The Freedom Chair is one of 10 films to be shown Monday, however, it will be shown again along with more Banff films on Dec. 28 and 29, and the hope is that Dueck will be able to make those screenings, said Sims.

(Vernon Search and Rescue has also made the decision this year to screen all Banff Mountain Film Festival shows at the Performing Arts Centre instead of screening its two December shows at Silver Star Mountain Resort as in the past.)

Next week’s screening will offer more tempting visuals for lovers of the backcountry, whether it be skiing, rock and ice climbing, paddling, avalanche rescue and more. And it all aids Vernon Search and Rescue in purchasing new equipment, updating its existing gear (radios, GPS units, dry-suits, climbing ropes, etc.), and for all-important training upgrades, said Sims.

Other films screening Monday include:

–– Blue Obsession, showing the beautiful and ever-changing icefalls of Alaskan glaciers, which provide a stunning setting for some unusual ice climbing adventures.

–– The winner of the Best Short Mountain Film at Banff, Chasing Water, following Pete McBride, who grew up on a ranch in Western Colorado near the Colorado River. After a life spent visiting other countries to tell stories as a National Geographic photojournalist, McBride decided to follow the river from his family’s ranch to see where it ends up.

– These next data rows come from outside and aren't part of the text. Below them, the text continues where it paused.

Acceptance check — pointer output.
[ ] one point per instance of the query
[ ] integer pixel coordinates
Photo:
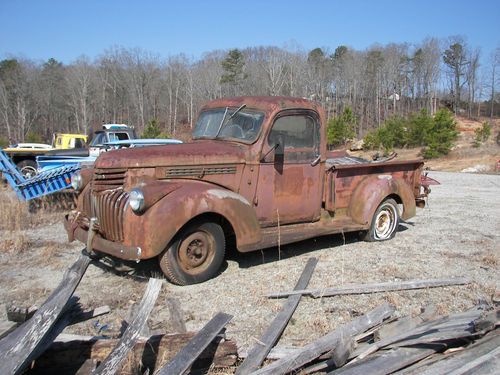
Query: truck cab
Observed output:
(257, 171)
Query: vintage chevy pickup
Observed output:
(257, 174)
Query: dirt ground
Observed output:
(463, 155)
(456, 235)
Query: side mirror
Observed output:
(279, 150)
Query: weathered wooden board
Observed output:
(478, 358)
(259, 352)
(176, 319)
(328, 342)
(6, 327)
(114, 361)
(187, 355)
(373, 288)
(19, 348)
(387, 362)
(68, 353)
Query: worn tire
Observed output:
(195, 254)
(27, 168)
(384, 223)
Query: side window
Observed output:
(79, 143)
(298, 132)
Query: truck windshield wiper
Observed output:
(226, 120)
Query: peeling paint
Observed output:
(221, 194)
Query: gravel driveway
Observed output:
(457, 234)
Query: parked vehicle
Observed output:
(24, 154)
(112, 136)
(257, 174)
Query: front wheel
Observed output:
(385, 222)
(195, 255)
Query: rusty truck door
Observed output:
(289, 183)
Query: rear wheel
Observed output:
(385, 222)
(195, 255)
(27, 168)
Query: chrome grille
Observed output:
(107, 179)
(108, 207)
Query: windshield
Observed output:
(244, 125)
(100, 138)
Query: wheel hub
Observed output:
(384, 224)
(195, 250)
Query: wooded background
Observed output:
(135, 86)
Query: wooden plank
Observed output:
(69, 352)
(176, 319)
(373, 288)
(445, 364)
(405, 323)
(18, 349)
(328, 342)
(387, 361)
(90, 314)
(478, 362)
(6, 327)
(114, 361)
(260, 351)
(187, 355)
(20, 314)
(458, 322)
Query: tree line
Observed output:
(136, 87)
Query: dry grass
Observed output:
(14, 214)
(490, 260)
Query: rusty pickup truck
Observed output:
(257, 174)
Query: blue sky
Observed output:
(68, 29)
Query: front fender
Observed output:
(156, 227)
(373, 190)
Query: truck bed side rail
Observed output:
(45, 183)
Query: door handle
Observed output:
(316, 161)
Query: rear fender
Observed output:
(157, 226)
(373, 190)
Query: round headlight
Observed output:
(136, 200)
(77, 181)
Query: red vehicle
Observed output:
(255, 164)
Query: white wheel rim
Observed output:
(385, 222)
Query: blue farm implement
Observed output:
(45, 183)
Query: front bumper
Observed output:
(98, 243)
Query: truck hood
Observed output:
(195, 153)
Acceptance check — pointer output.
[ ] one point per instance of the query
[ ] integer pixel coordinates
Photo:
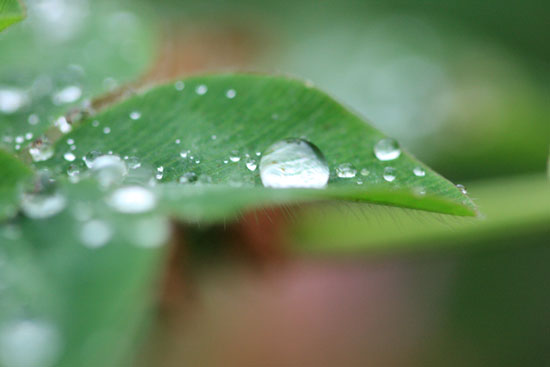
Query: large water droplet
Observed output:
(389, 174)
(387, 149)
(29, 343)
(419, 172)
(294, 163)
(42, 199)
(346, 170)
(109, 170)
(95, 233)
(41, 150)
(132, 199)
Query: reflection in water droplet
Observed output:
(41, 150)
(135, 115)
(389, 174)
(188, 177)
(294, 163)
(231, 93)
(251, 164)
(95, 233)
(387, 149)
(201, 89)
(132, 199)
(419, 172)
(462, 189)
(346, 170)
(108, 170)
(67, 95)
(69, 157)
(11, 100)
(29, 343)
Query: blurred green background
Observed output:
(464, 86)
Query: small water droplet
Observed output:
(387, 149)
(231, 93)
(132, 200)
(95, 233)
(294, 163)
(42, 199)
(201, 89)
(419, 172)
(69, 157)
(346, 170)
(188, 177)
(389, 174)
(234, 156)
(135, 115)
(11, 100)
(41, 150)
(462, 189)
(67, 95)
(251, 164)
(29, 343)
(33, 119)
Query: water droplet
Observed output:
(69, 157)
(201, 89)
(109, 170)
(188, 177)
(29, 343)
(346, 170)
(67, 95)
(95, 233)
(11, 100)
(135, 115)
(132, 200)
(90, 157)
(387, 149)
(133, 162)
(33, 119)
(234, 156)
(389, 174)
(63, 125)
(231, 93)
(41, 150)
(294, 163)
(251, 164)
(462, 189)
(419, 172)
(42, 199)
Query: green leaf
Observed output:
(12, 174)
(266, 109)
(516, 206)
(94, 298)
(11, 12)
(52, 66)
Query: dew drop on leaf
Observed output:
(389, 174)
(294, 163)
(387, 149)
(346, 170)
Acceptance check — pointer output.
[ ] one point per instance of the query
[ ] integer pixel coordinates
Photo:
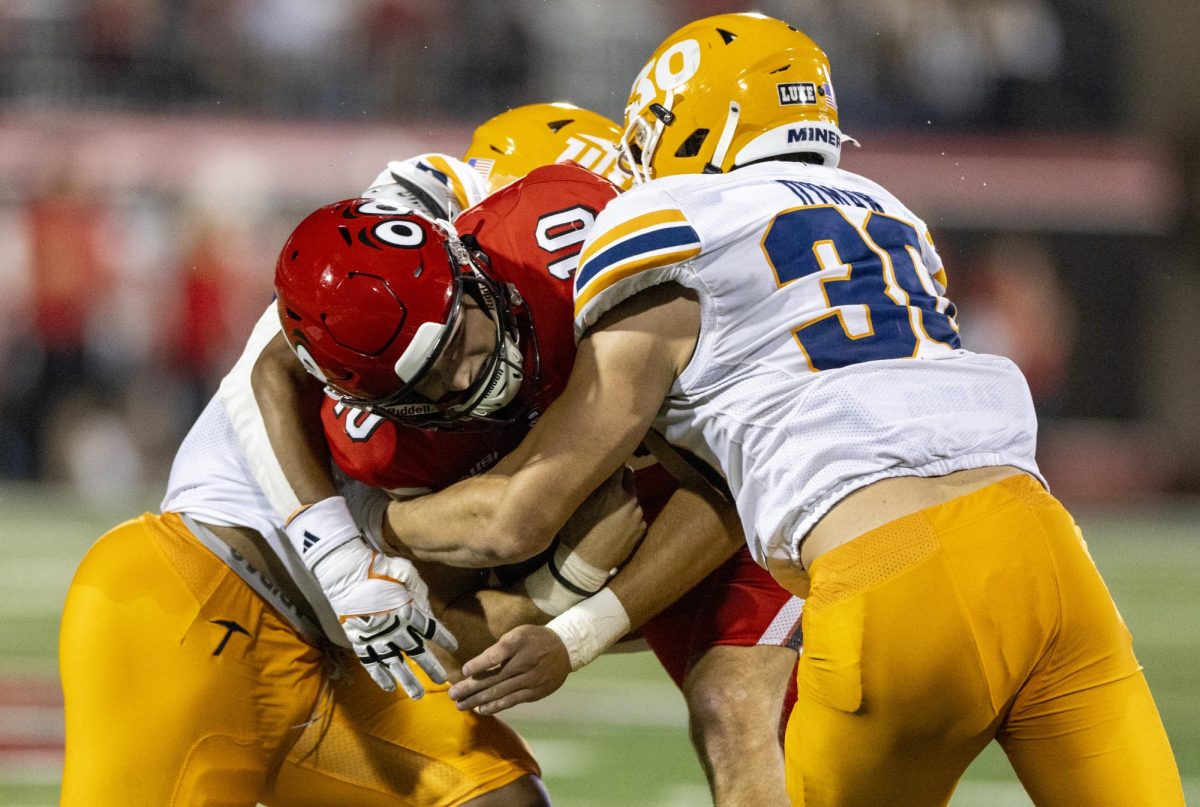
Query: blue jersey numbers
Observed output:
(880, 300)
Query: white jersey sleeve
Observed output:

–– Reel Rock: Origins – Obe & Ashima about nine-year-old Ashima Shiraishi from New York City who has taken the bouldering (climbing without ropes) world by storm. Guided by her coach and former bouldering star Obe Carrion, this tiny master is crushing competitions and raising the bar for her peers.

–– The winner of best feature-length mountain film, All.I.Can: The Short Cut uses stunning time-lapse sequences, creative visuals, great skiers, and deep powder to look at snow sports and the environment.

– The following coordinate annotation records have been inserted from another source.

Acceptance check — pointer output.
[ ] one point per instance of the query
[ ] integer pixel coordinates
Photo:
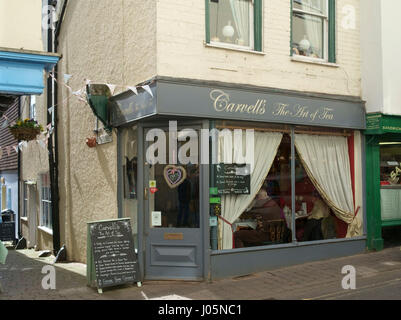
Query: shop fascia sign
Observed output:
(262, 105)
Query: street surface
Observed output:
(378, 276)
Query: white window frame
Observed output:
(48, 203)
(251, 46)
(25, 200)
(32, 108)
(325, 18)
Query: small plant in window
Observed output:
(26, 130)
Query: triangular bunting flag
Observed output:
(147, 88)
(67, 77)
(5, 124)
(133, 89)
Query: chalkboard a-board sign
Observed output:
(112, 260)
(232, 178)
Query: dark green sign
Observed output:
(232, 178)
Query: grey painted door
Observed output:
(173, 237)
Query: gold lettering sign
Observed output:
(222, 103)
(173, 236)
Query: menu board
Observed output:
(232, 178)
(114, 258)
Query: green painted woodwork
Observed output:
(373, 208)
(378, 124)
(379, 128)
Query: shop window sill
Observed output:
(46, 230)
(321, 62)
(232, 48)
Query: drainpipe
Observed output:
(52, 101)
(18, 219)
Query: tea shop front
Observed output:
(261, 175)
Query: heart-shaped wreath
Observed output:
(174, 175)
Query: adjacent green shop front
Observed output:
(383, 170)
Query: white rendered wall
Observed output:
(380, 56)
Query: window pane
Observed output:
(307, 35)
(314, 219)
(268, 220)
(230, 21)
(313, 6)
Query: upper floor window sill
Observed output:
(322, 62)
(233, 48)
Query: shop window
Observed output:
(175, 204)
(313, 29)
(46, 203)
(314, 220)
(323, 196)
(267, 220)
(32, 108)
(234, 23)
(128, 165)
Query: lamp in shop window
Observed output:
(228, 31)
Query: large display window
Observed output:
(300, 189)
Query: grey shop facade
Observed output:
(188, 226)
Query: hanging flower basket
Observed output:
(26, 130)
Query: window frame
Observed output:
(32, 108)
(255, 27)
(24, 213)
(329, 32)
(45, 203)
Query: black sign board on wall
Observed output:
(232, 178)
(112, 260)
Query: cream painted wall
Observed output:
(110, 41)
(181, 51)
(21, 24)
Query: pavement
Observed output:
(378, 276)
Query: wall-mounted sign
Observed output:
(174, 175)
(232, 178)
(197, 99)
(156, 219)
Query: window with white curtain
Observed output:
(32, 108)
(310, 28)
(45, 195)
(231, 22)
(25, 197)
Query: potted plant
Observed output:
(26, 130)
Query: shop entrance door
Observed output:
(173, 237)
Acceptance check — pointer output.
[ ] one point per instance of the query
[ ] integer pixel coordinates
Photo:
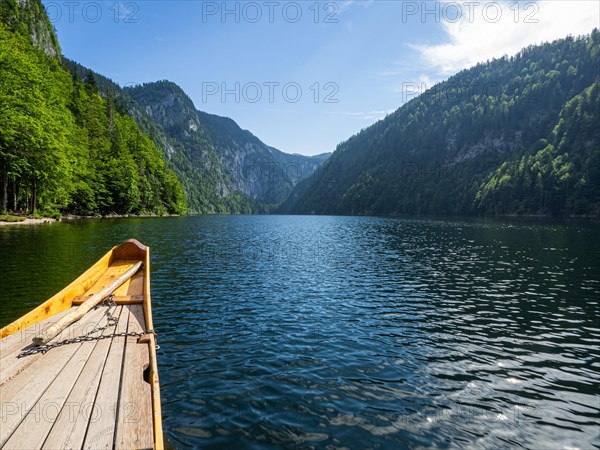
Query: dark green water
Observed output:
(333, 332)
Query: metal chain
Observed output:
(109, 302)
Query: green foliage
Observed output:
(11, 219)
(64, 148)
(515, 135)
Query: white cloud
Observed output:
(479, 33)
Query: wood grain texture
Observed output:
(18, 341)
(61, 407)
(116, 279)
(134, 423)
(80, 408)
(21, 393)
(100, 433)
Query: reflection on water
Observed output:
(332, 332)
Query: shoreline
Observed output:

–– Another film by Freedom Chair director Mike Douglas, Ski Bums Never Die, asks the questions: “what does it take to be a ski bum? An unending dedication to powder skiing? The ability to do anything in your ski boots? A lifelong quest for deep snow? Find out with this unusual and inspiring band of skiers from the Kootenay region.

–– Whitewater fans can discover an unexpected and new-found love for water, in its frozen and expanded form, in kayaking film Seasons: Winter.

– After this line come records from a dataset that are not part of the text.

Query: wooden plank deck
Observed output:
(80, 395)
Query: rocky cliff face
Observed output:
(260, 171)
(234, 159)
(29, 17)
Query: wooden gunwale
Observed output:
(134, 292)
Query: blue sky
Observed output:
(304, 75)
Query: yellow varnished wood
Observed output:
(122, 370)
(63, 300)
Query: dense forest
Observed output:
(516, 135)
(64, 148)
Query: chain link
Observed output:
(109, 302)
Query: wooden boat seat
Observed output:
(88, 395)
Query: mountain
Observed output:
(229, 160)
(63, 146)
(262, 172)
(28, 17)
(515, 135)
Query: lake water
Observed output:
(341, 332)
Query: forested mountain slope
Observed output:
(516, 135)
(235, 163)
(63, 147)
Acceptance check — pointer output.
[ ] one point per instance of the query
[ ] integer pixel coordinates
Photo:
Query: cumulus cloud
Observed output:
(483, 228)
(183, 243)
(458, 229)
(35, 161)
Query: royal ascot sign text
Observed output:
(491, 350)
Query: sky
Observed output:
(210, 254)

–– Winner of the best film in exploration and adventure, Kadoma is the nickname for Hendri Coetzee, a legendary South African kayaker who is known for exploring some of Africa’s wildest rivers. The film follows American pro kayakers Chris Korbulic and Ben Stookesbury, who with Coetzee traveled to the Democratic Republic of Congo for a first descent of the dangerous Lukuga River.

Seven weeks into the expedition, tragedy struck.

–– Josh Lowell’s Reel Rock: Ice Revolution shows Canadian “maniac” Will Gadd, who after 30 years of ice climbing, finally realized his dream of climbing radically overhanging, heinously difficult ice at B.C.’s spectacular Helmcken Falls.

–– And finally, C.A.R.C.A follows one man’s quest to revolutionize the world of animal avalanche rescue.